The LeMat revolver (sometimes referred to as the grapeshot revolver) is something of an anomaly. Patented by Dr. Francois Alexandre LeMat in 1856, it appears to be a simple revolver with a cylinder for loading nine bullets. There are varieties varying from .32 calibre to .42 calibre. The interesting thing about a LeMat revolver is that the pin about which the cylinder revolves is actually a large-calibre barrel (somewhere between .41 and .63 calibre) that fires a load of shot. It's sort of a revolver and a handheld shotgun combined into a single weapon. The hammer has an adjustable striker allowing the wielder of the gun to switch between firing one of the bullets through the upper barrel and firing the load of buckshot from the lower barrel.

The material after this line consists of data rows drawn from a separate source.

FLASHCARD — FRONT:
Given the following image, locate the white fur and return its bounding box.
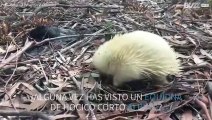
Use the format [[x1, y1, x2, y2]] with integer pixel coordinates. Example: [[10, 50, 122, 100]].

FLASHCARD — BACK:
[[93, 31, 180, 86]]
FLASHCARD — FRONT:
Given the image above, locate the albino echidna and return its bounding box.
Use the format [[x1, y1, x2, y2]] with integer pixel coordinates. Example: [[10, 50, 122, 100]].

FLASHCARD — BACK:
[[92, 31, 180, 86]]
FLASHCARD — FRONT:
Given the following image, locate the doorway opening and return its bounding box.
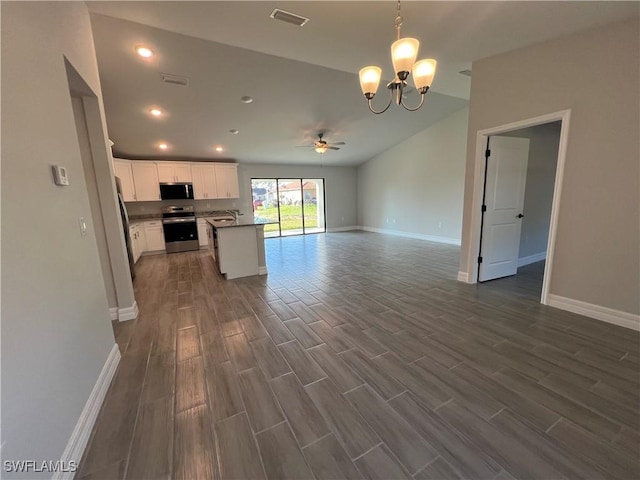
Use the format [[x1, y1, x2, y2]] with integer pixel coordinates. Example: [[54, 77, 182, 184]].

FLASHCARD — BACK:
[[251, 178, 326, 238], [467, 110, 570, 304]]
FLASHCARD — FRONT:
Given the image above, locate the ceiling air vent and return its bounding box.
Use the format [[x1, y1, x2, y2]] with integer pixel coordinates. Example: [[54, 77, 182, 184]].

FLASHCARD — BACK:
[[269, 8, 309, 27], [160, 73, 189, 87]]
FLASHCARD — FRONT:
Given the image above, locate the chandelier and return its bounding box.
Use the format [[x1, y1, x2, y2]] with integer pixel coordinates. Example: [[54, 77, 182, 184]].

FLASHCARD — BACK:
[[360, 0, 437, 114]]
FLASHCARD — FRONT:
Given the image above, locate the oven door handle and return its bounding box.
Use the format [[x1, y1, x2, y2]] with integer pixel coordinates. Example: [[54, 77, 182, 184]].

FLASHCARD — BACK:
[[162, 218, 196, 224]]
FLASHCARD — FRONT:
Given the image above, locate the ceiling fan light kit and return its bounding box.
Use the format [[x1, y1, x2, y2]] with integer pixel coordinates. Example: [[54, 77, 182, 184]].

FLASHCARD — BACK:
[[360, 0, 437, 114], [298, 132, 346, 155]]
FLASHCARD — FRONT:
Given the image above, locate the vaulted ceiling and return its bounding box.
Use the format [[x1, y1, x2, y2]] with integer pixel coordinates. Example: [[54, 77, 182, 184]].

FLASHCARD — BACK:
[[87, 1, 639, 165]]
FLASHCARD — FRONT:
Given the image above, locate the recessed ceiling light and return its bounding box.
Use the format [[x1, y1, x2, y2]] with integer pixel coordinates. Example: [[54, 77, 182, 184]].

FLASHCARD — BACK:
[[136, 45, 153, 58], [269, 8, 309, 27]]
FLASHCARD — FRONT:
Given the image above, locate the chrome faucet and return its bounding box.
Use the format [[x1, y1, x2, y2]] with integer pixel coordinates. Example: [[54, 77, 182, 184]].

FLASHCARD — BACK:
[[224, 210, 239, 222]]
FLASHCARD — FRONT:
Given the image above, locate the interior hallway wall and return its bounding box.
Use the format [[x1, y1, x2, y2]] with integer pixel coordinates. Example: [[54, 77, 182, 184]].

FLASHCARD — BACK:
[[0, 2, 115, 479], [503, 122, 562, 259], [460, 17, 640, 315], [358, 108, 468, 244]]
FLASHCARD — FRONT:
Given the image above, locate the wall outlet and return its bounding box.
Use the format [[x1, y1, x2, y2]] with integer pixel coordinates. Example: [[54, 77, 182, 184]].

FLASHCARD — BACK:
[[79, 217, 87, 237]]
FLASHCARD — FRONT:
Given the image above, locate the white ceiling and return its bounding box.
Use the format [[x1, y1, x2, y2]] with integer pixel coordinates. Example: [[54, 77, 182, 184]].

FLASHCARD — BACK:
[[87, 1, 640, 165]]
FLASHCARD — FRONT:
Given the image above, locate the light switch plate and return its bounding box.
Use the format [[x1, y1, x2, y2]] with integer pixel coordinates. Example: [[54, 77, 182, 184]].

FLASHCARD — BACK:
[[51, 165, 69, 186]]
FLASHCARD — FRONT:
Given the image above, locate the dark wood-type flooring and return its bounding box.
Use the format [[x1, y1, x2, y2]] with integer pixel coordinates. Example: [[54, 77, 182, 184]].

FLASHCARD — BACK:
[[77, 232, 640, 480]]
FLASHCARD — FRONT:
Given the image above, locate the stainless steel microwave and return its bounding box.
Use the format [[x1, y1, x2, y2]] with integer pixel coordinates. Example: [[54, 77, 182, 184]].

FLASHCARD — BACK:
[[160, 183, 193, 200]]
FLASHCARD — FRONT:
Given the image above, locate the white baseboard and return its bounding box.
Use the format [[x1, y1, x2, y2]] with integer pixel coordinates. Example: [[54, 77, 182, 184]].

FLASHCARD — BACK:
[[458, 271, 473, 283], [547, 293, 640, 331], [52, 344, 120, 480], [118, 300, 138, 322], [327, 225, 361, 233], [359, 226, 462, 246], [518, 250, 547, 268]]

They were first constructed in New Orleans in the 1860's, but then a little thing called the American Civil War happened. LeMat moved construction to France with the intention of selling the revolvers to the Confederate Army. The first batch was of such shoddy construction that construction was again moved, this time to Birmingham, England. The gun was a favorite personal handgun amongst a select few high-ranking Confederate officers.

There is considerable variation amongst LeMat two-barrel revolvers. There are .40 and .42 calibre varieties as well as a "Baby LeMat" which is a 9-shot .32 calibre gun with a .41 calibre buckshot barrel. The Baby LeMats are very rare; there were probably no more than 100 ever built. Also produced was the LeMat two-barrel revolving carbine which bears a resemblence to a rifle with two shortened barrels. The carbine had a nine-shot .42 calibre cylinder and a .63 calibre grapeshot barrel. It is unknown how many of the carbines were created.

LeMat continued to improve upon the designs of these weapons until his death in 1883, but the gun had gone out of style many years after the war had ended.